La seconde controverse entourant l’existence d’une nouvelle « cyberdépendance » tient au fait qu’Internet puisse être, ou non, considéré comme un produit destiné initialement à créer une dépendance. Pour plusieurs psychologues, sociologues et psychiatres, Internet n’est essentiellement qu’un support neutre sans valeur nocive en soi (Potera et Bishop, cités dans Courvoisier, 2007). Selon les tenants de cette approche, Internet n’est pas dangereux pour l’organisme contrairement à d’autres produits tels le tabac, l’alcool, la drogue ou les médicaments qui, selon de nombreuses études, peuvent entrainer des dangers pour l’organisme, lorsque consommés d’une manière excessive (Brisson, 2000; Centre québécois de lutte aux dépendances, 2006). Par ailleurs, l’utilisation d’Internet, même excessive, semble un comportement socialement acceptable et encouragé (Courvoisier, 2007; Lenihan, 2007; Levey, 1997; Rheingold, 1993; Turkle, 1995; Valleur et coll., 2003). Bell (2007) rappelle qu’Internet n’est pas une activité en soi, mais plutôt un réseau de communication14 et que son usage ne peut engendrer une « dépendance », pas plus que ne le font les ondes radio. La notion de « dépendance » n’a donc aucun sens pour Bell (2007).
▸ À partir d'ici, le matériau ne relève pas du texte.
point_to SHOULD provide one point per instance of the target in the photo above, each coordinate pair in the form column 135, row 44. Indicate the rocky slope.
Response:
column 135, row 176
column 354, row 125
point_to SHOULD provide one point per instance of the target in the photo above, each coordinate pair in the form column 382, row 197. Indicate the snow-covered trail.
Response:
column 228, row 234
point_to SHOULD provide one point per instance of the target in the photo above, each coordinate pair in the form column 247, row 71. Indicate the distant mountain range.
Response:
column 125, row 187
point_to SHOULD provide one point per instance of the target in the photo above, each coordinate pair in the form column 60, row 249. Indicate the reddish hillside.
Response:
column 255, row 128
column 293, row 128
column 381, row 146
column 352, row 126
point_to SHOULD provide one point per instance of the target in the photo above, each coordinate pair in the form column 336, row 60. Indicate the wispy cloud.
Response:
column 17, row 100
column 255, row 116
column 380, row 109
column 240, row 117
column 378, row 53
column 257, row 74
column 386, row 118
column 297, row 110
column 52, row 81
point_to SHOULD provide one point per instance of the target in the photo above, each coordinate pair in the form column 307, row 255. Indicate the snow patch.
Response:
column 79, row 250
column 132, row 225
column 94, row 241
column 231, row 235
Bien que certains auteurs, comme Bell (2007), remettent en question la notion même de « dépendance » dans l’articulation de leur vision du « problème », une portion notable d’auteurs tend, a contrario, à confirmer l’existence d’une nouvelle dépendance et s’attarde à promouvoir diverses appellations pour la nommer. C’est ce qui explique la troisième controverse entourant la construction sociale de la « cyberdépendance ».